The continued fight to eradicate polio gets an additional $34.8 million boost from Rotary in support of immunization activities and research to be carried out by the Global Polio Eradication Initiative. The funds will be used by the World Health Organization (WHO) and UNICEF for polio immunization, surveillance and research activities in ten countries, as well as to provide technical assistance to additional countries in Africa.
In 2014, the world saw significant progress against polio in most places. Nigeria – the last polio-endemic country in Africa – saw a nearly 90% reduction in cases in 2014 over 2013, with the last case recorded six months ago. In addition, more than half of the world’s polio cases in 2013 were the result of outbreaks in previously polio-free countries, largely caused by instability and conflict in countries such as Syria, Iraq and Somalia. These outbreaks appear to have been stopped in 2014 following special vaccination efforts in 11 countries, reaching more than 56 million children.

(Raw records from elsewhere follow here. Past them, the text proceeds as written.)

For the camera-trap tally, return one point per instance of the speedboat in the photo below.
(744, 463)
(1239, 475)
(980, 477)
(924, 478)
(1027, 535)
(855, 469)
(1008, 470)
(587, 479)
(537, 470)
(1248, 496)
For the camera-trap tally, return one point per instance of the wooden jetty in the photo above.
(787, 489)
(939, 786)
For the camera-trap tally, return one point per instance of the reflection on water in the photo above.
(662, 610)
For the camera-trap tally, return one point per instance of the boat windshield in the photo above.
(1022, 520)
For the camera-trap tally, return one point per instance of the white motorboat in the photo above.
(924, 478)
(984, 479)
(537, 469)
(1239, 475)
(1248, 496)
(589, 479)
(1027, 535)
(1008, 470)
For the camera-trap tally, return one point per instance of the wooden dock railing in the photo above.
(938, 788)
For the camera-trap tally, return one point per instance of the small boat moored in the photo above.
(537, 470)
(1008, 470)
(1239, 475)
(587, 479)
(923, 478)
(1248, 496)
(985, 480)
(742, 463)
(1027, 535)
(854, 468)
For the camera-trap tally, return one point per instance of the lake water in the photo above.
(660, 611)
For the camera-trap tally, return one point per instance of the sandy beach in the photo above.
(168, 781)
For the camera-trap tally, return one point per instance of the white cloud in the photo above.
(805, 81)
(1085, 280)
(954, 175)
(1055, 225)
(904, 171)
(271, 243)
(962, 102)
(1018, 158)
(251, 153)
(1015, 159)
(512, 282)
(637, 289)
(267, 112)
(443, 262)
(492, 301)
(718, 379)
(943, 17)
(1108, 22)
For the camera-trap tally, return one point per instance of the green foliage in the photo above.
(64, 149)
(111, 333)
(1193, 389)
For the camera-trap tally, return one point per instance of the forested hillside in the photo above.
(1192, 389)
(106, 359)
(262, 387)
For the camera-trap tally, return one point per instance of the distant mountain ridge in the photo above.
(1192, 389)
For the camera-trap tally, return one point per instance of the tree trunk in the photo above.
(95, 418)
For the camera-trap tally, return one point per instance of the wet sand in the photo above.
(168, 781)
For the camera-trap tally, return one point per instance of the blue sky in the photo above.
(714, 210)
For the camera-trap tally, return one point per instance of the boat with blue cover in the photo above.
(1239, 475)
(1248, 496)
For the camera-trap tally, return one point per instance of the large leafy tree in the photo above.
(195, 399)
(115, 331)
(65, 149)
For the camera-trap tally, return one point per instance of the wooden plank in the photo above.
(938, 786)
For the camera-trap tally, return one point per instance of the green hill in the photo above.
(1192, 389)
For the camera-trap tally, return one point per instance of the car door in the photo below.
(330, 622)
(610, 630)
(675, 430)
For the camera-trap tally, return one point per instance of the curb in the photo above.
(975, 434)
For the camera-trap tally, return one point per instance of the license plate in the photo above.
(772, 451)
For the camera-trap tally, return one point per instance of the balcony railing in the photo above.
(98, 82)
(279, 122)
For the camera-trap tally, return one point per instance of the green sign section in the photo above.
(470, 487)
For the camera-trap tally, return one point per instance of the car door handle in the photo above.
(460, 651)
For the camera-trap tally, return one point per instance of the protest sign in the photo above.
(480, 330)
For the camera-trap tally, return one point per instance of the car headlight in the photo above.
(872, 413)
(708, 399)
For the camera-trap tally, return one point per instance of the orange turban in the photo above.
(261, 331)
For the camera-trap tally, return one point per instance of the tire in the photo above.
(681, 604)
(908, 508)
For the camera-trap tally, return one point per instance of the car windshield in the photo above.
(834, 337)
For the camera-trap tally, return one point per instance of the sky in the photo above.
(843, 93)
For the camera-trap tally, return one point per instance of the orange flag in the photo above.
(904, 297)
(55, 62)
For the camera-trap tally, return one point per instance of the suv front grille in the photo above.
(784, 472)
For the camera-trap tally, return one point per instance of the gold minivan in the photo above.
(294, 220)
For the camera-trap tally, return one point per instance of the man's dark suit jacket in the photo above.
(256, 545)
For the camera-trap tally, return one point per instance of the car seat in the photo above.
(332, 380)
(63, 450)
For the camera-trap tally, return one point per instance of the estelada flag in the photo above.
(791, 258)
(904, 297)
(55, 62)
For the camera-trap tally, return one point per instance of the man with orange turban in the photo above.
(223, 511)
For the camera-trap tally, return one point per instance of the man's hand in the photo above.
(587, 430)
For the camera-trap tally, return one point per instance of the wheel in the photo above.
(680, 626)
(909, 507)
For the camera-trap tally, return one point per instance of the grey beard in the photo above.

The exception to this progress was Pakistan, which saw an explosive outbreak which resulted in more than 300 cases in 2014, the highest number in the country in more than a decade. As a result, Pakistan accounted for almost 90% of the world’s cases in 2014. In 2015, Pakistan has the opportunity to reverse that trend and in doing so, help the world end polio forever.
The progress made against the disease in 2014, while significant, is fragile. Rotary’s funds will support efforts to end polio in the three countries where the disease has never been stopped: $8.1 million in Nigeria; $1.1 million in Pakistan and $6.7 million in Afghanistan.
Additional funds will support efforts to keep other at-risk countries polio-free. The grants include $1.6 million, Cameroon: $2.5 million, Chad; $3.3 million, Democratic Republic of Congo; $1.1 million, Ethiopia; $250,000, Kenya; $2.8 million, Niger; and $7 million, Somalia. In addition, grants totaling $321,000 will provide technical assistance in Africa.